One day before the U.S. Supreme Court begins to hear oral arguments on court cases challenging provisions of the ACA, 16 organizations invited 34 state legislators to listen to stories from their constituents illustrating why health reform is needed in Missouri. Nine legislators, eight Democrats and one Independent, attended the event.

“Since the passage of the ACA, we have seen attacks on the law and efforts to roll back its provisions, or simply ignore them,” said Julie Terbrock, program director of Missouri ProVote. “In many ways, Missouri has led the way in turning the ACA from a program to better our lives into an election wedge issue. We are seeing politicians stand in the way of critical reform in an effort to secure a few more votes.”

Four speakers addressed the need to establish a Missouri health insurance exchange, where uninsured residents could compare policy benefits and shop for coverage to meet their individual needs.

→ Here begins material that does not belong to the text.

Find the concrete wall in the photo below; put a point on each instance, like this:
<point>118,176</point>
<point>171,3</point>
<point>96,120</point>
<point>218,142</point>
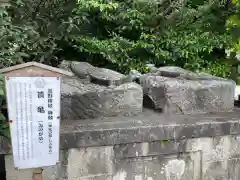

“The ACA says that either a state can set up its own exchange by 2014, or the Federal government will do it for them. Missouri is going to have an exchange one way or another, and we should be getting ready to integrate our existing health care programs with the new system, ” said Megan Burke, a leader of Paraquad and the Disability Coalition on Health Care Reform. “Instead, our General Assembly has been embroiled in politics, which is very frustrating to watch.”

State Representative Jill Schupp of Creve Coeur echoed this frustration, as she described how members of the Missouri House voted to reject a $50 million grant from the Federal government because they feared it would be used to help establish an insurance exchange. The grant could have been used to set up a computer system.

Also calling for the implementation of a state insurance exchange were Leslie Caplan, a freelance musician who has had no health insurance since 2005 because she has a pre-existing condition; Erica Douglas, whose father, Robert, died at age 59 after he could not afford to pay the premiums on his former company insurance plan; and the Rev. Mark Harvey, pastor of Harmony United Methodist Church in Overland, who described how many churches with limited finances are forced to hire part-time lay pastors rather than full-time clergy to avoid the cost of health insurance.

“I’m tired of being a poster child for the uninsured in Missouri,” Caplan said. “Health insurance is a right. It’s not a privilege.”

Speakers also addressed the high cost of health insurance in Missouri and the need for insurance rate review as one way to help control costs.

“The cost of health insurance in Missouri grew 83 percent between 2000 and 2009, while median earnings grew only 23 percent,” said Farilyn Hale, president of the St. Louis Section of the National Council of Jewish Women. “In the same time period, profits for the 10 largest insurance companies increased 250 percent. Missouri doesn’t even require health insurers to file their rate increases with the state. Only two other states have so little transparency.”

Chesterfield resident Sue Bohm described paying insurance premiums totaling more than $76,000 in four years for a “mostly healthy family of four,” and Bernadette Gronborg of Festus called for increased authority for the state so that consumers and small businesses purchasing health insurance would have transparency to assure a competitive marketplace and the ability to approve proposed rate hikes before they go into effect.

The insurance industry is a huge presence in Jefferson City, according to State Representative Tracy McCreery of Olivette.

“Money is flowing all over the place,” she said. “It’s all about the money, and not about the people.”

The meeting concluded with a call for legislators to champion health reform in Missouri by including information about the ACA in their communications to their constituents, by working with activists and progressives on health reform, and by making health care one of their top priorities.

“We need you to know and understand what is at stake,” Terbrock told the lawmakers. “And we need you to partner with us on making the promise of the ACA a reality in Missouri.”

Legislators who attended the event were Senators Joseph Keaveny, Robin Wright-Jones and Maria Chappelle-Nadal, and Representatives Jeanette Mott Oxford, Susan Carlson, Rory Ellinger, Stacey Newman, Jill Schupp and Tracy McCreery.